Of the tissue Orwig’s lab takes from patients, approximately 75 percent is reserved for their future use, and 25 percent is designated for research. Orwig’s patients have expressed support for him using those research tissues to develop next generation reproductive technologies that may allow them to use their tissues in the future. The patients also appreciate that the research will benefit others, because they recognize the importance of that contribution.
“Patients are our best collaborators,” he says. “They are altruistic. It’s amazing how they have that sense.”
Approximately 10 to 15 percent of couples are infertile, with the causes equally distributed between men and women.
“There are few other diseases that are that prevalent, and infertility is a disease,” says Orwig, even though our culture has not always recognized it as such. Moreover, the stigma of infertility keeps many people silent through their ordeals.
“Beyond just not being able to have a baby, the psychological impact of being infertile is extraordinary -- because you’re not sharing your story; you’re not sharing your struggle. This puts hidden strain on the infertile individuals, their relationships and their families,” he adds.

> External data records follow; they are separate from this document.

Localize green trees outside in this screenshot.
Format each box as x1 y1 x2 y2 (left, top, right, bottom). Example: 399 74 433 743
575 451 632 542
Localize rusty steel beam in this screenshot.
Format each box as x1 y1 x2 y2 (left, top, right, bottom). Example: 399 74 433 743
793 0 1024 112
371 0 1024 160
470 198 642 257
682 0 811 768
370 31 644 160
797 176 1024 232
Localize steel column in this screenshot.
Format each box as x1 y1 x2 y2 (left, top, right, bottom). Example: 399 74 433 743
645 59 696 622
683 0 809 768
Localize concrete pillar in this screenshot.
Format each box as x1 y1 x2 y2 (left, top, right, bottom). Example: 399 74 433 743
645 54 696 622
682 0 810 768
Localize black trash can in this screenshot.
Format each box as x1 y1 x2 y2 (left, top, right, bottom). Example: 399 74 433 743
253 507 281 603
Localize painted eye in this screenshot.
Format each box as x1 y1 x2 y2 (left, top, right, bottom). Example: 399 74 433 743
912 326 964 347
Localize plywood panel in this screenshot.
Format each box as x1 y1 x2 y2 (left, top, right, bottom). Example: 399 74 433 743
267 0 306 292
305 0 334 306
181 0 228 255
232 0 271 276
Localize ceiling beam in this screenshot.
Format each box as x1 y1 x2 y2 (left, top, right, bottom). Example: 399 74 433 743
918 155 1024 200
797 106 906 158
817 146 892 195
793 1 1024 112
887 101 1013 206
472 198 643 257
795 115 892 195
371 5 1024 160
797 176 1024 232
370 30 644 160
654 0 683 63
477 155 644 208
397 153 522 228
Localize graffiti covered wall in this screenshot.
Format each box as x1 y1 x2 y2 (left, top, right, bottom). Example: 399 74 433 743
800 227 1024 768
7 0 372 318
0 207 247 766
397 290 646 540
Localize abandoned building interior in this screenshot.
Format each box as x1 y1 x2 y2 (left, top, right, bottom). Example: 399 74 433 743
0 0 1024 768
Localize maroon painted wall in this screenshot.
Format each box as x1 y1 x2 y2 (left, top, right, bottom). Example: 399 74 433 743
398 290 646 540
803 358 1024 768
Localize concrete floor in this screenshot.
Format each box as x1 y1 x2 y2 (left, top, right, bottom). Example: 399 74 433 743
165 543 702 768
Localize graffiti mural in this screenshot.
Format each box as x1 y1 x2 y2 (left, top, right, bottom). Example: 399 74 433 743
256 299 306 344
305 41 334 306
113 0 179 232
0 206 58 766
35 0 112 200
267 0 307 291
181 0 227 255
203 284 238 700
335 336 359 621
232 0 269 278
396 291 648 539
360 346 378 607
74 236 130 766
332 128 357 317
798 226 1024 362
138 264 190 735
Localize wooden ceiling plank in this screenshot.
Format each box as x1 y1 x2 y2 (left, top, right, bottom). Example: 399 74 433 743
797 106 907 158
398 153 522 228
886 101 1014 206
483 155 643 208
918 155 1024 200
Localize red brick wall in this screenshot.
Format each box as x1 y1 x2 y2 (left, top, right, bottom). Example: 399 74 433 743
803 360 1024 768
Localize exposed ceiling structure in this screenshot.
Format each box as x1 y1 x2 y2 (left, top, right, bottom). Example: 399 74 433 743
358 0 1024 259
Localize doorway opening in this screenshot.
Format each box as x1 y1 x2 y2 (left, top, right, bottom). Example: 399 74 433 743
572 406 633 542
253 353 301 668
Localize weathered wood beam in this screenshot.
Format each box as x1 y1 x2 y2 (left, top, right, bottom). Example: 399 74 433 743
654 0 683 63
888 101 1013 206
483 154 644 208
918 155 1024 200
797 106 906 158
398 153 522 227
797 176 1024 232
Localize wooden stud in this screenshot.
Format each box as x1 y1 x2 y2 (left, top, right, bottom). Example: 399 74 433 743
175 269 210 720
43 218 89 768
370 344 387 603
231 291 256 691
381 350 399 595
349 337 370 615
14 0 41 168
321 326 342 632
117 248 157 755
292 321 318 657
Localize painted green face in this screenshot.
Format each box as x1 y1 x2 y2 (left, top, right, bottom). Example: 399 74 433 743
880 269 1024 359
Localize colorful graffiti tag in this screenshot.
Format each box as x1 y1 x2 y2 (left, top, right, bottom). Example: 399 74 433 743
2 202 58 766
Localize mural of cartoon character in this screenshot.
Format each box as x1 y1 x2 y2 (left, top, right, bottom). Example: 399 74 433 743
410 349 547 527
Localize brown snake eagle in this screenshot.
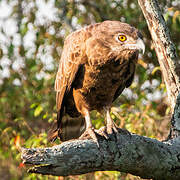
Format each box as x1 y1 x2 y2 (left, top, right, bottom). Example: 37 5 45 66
50 21 145 143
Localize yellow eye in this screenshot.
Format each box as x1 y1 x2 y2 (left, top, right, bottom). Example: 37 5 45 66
118 35 127 42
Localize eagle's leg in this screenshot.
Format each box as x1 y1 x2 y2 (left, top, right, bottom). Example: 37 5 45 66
79 110 99 146
104 107 118 134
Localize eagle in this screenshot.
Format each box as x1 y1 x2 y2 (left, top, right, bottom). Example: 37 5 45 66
49 20 145 143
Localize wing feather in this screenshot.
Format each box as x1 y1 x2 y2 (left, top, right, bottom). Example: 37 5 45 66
55 31 86 111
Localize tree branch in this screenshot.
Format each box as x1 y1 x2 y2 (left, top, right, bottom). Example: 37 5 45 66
138 0 180 138
22 130 180 180
22 0 180 180
138 0 180 110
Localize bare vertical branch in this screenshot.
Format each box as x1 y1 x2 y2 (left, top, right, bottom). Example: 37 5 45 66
138 0 180 111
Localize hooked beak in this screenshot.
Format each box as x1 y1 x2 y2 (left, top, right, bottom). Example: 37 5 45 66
126 38 145 54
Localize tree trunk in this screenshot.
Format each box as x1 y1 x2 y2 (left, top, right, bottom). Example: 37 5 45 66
22 0 180 180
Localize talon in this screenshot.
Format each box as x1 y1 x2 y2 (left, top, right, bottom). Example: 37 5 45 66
79 127 99 147
95 127 109 139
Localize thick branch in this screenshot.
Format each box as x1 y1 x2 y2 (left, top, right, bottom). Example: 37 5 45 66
138 0 180 110
22 130 180 180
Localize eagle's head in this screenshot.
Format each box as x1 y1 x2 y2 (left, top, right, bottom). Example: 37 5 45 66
89 21 145 59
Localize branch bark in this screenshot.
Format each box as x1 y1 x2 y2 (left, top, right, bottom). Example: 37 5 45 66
138 0 180 138
22 0 180 180
22 130 180 180
138 0 180 111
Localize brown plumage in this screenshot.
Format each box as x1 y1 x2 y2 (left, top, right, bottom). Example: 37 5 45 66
50 21 144 142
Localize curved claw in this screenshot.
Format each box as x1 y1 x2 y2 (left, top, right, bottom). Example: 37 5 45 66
79 127 99 147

So he has dedicated his career to solving the problem on multiple fronts. In addition to childhood cancer patients, he also has focused on other seemingly intractable cases: a patient with genetic infertility and no sperm. Transgender patients who will be rendered infertile by their medical treatments. Patients with Klinefelter’s syndrome, in which a male carries an extra X chromosome.
One day Orwig imagines that it will be possible for patients with no eggs or no sperm to have biological children. Cures for those conditions are already in the research pipeline and Orwig believes they will be available in the fertility clinic of the future.

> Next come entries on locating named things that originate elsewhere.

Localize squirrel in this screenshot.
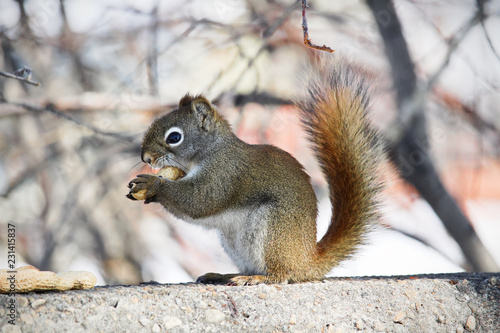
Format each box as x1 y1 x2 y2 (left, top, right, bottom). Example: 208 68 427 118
128 60 381 285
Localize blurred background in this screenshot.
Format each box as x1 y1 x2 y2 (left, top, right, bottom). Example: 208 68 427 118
0 0 500 284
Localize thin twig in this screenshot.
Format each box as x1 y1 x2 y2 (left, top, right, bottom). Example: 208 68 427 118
302 0 335 53
1 98 133 142
426 11 481 91
0 71 41 87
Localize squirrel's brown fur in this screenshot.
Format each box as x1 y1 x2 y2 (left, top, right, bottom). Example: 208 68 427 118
298 59 382 275
130 60 381 285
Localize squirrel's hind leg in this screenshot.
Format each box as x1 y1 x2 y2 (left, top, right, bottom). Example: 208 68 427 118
196 273 288 286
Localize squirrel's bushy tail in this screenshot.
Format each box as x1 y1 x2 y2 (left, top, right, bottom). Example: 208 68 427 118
299 58 382 275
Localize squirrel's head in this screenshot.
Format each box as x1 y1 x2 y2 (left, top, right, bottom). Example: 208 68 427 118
141 94 233 173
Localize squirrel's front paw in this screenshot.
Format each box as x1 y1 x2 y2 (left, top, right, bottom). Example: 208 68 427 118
127 174 165 204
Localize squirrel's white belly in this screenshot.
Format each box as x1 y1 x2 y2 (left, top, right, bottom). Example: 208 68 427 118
185 206 267 275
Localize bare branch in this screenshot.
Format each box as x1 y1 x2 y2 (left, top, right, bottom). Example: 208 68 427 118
0 67 41 87
0 102 133 142
302 0 335 53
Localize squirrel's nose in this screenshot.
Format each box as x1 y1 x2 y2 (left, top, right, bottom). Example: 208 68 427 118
141 153 152 164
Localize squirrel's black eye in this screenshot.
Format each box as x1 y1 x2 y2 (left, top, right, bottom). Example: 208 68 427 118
167 132 182 145
165 127 184 147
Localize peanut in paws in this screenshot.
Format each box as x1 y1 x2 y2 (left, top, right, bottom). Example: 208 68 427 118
130 166 186 200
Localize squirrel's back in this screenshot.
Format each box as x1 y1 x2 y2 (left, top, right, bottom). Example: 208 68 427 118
298 59 382 274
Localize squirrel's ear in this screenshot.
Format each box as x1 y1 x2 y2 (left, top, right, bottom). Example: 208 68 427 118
191 96 219 132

“Our work is inspired by the patients that we meet,” he says. “We are dedicated to developing the next generation of reproductive technologies to ensure that they can have the biological children that they desire. We are not satisfied to just prove principles in the basic research laboratory; we want to responsibly translate those discoveries into clinical practice. This defines our mission and Magee/UPMC provides the ideal environment to achieve those goals.”